Civic groups are looking for creative ways to reach prospective voters amid the pandemic, which has disrupted the traditional means of voter registration and election participation.
Enter a patriotically wrapped 1991 VW van that recently played a crucial role in Philadelphia’s recent primary election, when it helped collect over 5,000 mail-in ballots from local voters.
“People don’t vote every day, they vote twice a year -- if that -- so it’s really important for us to help them understand the rules, their options and how they can make their votes count,” said David Thornburgh, president of the Philadelphia-based Committee of Seventy, a nonpartisan, "good government" group founded in 1904, which owns the van.
Before measures to combat the coronavirus were put into place, Pennsylvania had already given voters the ability to vote by mail in this year’s primary election. However, in the wake of the pandemic, the response from voters was overwhelming. More than 1.8 million residents applied to vote via absentee ballot or by mail.
To help ease the strain on the system, the city commissioners’ office reached out to Thornburgh to see whether the Committee of Seventy could put its Vanagon Westfalia to work publicizing ballot drop-off locations.

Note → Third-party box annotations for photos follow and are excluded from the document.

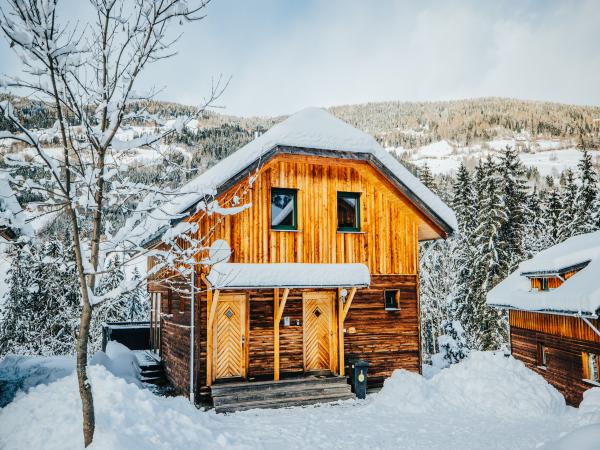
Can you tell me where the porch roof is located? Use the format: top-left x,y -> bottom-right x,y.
207,263 -> 371,289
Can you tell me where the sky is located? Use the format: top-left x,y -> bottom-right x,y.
0,0 -> 600,116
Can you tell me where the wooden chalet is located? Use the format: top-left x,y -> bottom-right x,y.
487,232 -> 600,406
139,108 -> 456,408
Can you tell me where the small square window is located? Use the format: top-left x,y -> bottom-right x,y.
385,289 -> 400,311
271,188 -> 298,230
338,192 -> 360,231
583,352 -> 600,383
538,343 -> 548,367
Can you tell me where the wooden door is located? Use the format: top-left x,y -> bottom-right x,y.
302,291 -> 337,372
213,294 -> 247,379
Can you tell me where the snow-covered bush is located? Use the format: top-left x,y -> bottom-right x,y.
431,320 -> 470,369
90,341 -> 142,387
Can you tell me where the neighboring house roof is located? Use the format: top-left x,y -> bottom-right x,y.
206,263 -> 371,289
134,108 -> 457,250
487,231 -> 600,315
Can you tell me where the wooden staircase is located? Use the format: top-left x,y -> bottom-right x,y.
211,376 -> 355,413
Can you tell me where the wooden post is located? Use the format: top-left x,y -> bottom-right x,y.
338,288 -> 356,376
273,288 -> 290,381
202,274 -> 219,386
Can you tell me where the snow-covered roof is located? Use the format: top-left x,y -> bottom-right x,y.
138,108 -> 457,244
487,231 -> 600,315
206,263 -> 371,289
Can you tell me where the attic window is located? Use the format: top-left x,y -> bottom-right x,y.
581,352 -> 600,383
271,188 -> 298,230
384,289 -> 400,311
338,192 -> 360,231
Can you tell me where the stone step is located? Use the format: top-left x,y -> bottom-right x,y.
215,393 -> 355,413
213,384 -> 352,407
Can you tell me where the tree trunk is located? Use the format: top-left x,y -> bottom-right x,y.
67,206 -> 96,447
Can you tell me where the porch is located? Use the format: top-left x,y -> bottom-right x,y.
201,263 -> 370,391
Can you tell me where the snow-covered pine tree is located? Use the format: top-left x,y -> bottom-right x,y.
0,240 -> 80,355
559,169 -> 579,242
420,237 -> 459,359
523,187 -> 549,259
459,158 -> 507,350
498,146 -> 527,277
124,267 -> 150,322
576,149 -> 598,234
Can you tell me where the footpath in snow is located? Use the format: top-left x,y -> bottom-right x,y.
0,352 -> 600,450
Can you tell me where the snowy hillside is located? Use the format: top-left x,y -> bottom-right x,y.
0,353 -> 600,450
388,139 -> 600,177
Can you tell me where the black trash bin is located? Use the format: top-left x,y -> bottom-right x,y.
350,360 -> 369,398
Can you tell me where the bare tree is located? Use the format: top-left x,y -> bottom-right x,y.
0,0 -> 239,447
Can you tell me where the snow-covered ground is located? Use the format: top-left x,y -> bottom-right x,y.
390,139 -> 600,177
0,353 -> 600,450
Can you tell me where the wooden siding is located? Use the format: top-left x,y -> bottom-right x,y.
509,312 -> 600,343
510,325 -> 600,406
191,155 -> 428,274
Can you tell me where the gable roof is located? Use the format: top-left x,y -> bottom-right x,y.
135,108 -> 457,245
206,263 -> 371,289
487,231 -> 600,315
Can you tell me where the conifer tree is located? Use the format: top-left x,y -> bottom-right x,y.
559,169 -> 579,242
542,187 -> 563,247
498,147 -> 527,276
576,149 -> 598,233
0,239 -> 80,356
419,163 -> 437,192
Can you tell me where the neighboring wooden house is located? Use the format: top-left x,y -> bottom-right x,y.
487,232 -> 600,405
138,108 -> 456,408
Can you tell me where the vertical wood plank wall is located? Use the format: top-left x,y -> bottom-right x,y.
150,154 -> 442,394
509,312 -> 600,406
192,155 -> 429,274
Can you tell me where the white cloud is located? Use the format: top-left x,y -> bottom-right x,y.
0,0 -> 600,115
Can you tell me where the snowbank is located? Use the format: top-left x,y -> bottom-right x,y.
0,353 -> 600,450
132,108 -> 457,248
207,263 -> 371,289
0,355 -> 75,408
374,352 -> 567,418
541,424 -> 600,450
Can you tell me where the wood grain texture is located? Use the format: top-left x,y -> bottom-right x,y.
509,312 -> 600,342
213,294 -> 246,379
510,326 -> 600,406
303,291 -> 337,372
191,155 -> 430,274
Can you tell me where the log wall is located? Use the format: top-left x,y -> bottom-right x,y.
191,155 -> 443,274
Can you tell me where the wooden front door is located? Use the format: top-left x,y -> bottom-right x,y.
213,294 -> 247,379
302,292 -> 337,372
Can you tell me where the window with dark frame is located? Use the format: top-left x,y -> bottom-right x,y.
583,352 -> 600,383
271,188 -> 298,230
384,289 -> 400,311
337,192 -> 360,231
538,342 -> 547,367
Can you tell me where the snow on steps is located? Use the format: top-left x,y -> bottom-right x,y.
211,377 -> 355,413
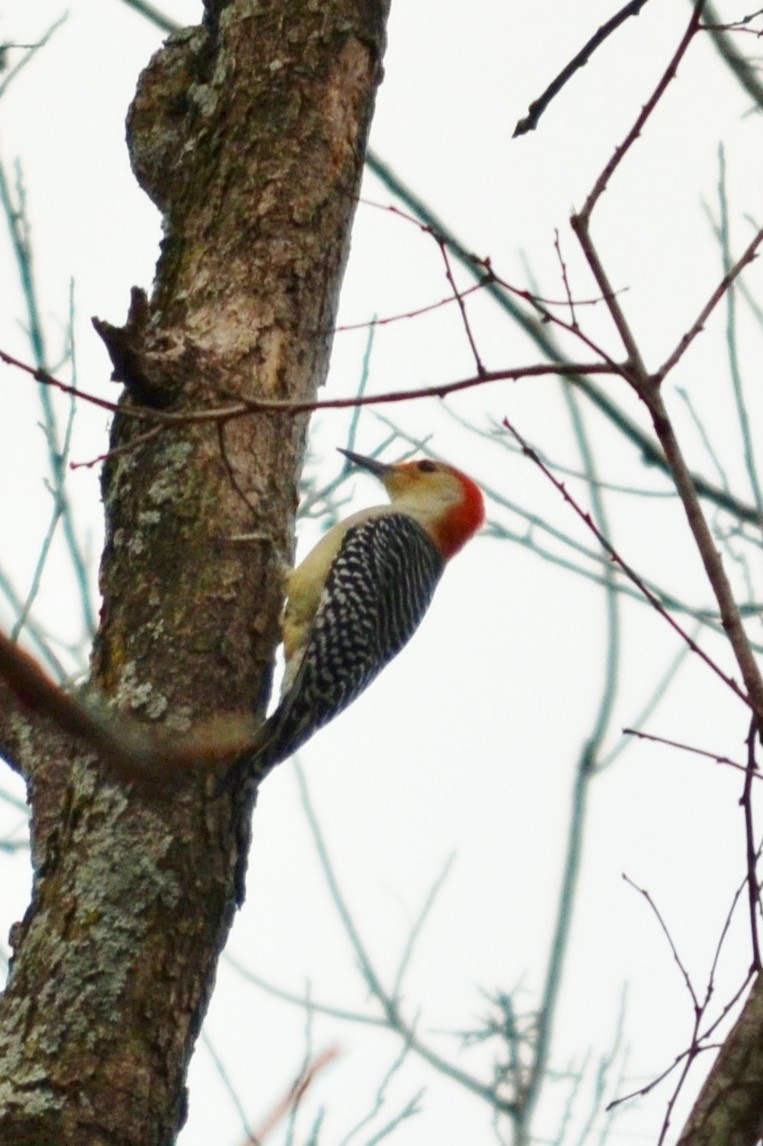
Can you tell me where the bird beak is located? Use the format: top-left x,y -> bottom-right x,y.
337,446 -> 394,480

“My thought was pretty simple: people would stop and spot this crazy red, white and blue van and think, well, this must be the right place to drop off my ballot,” Thornburgh says.
A VW enthusiast, Thornburgh has owned multiple Volkswagens, including a 1985 Golf and two other “Westys” (a 1987 and 1988 model) before purchasing the Vanagon Westfalia in August 2016.
Originally painted white, the 1991 Westfalia was wrapped in Wilmington, Delaware in early March. In addition to adding bright colors, Thornburgh decorated the van with several of the committee’s ongoing campaigns and slogans, including hashtags promoting civic education and messages like “Voters Wanted.”
Thornburgh says the Westfalia is the “perfect vehicle to promote local democracy, voting and community awareness” ahead of a busy 2020 election.
“There’s something special about the Volkswagen brand that feels familiar and inviting,” he says. “Volkswagens have always felt like they’re part of our community.”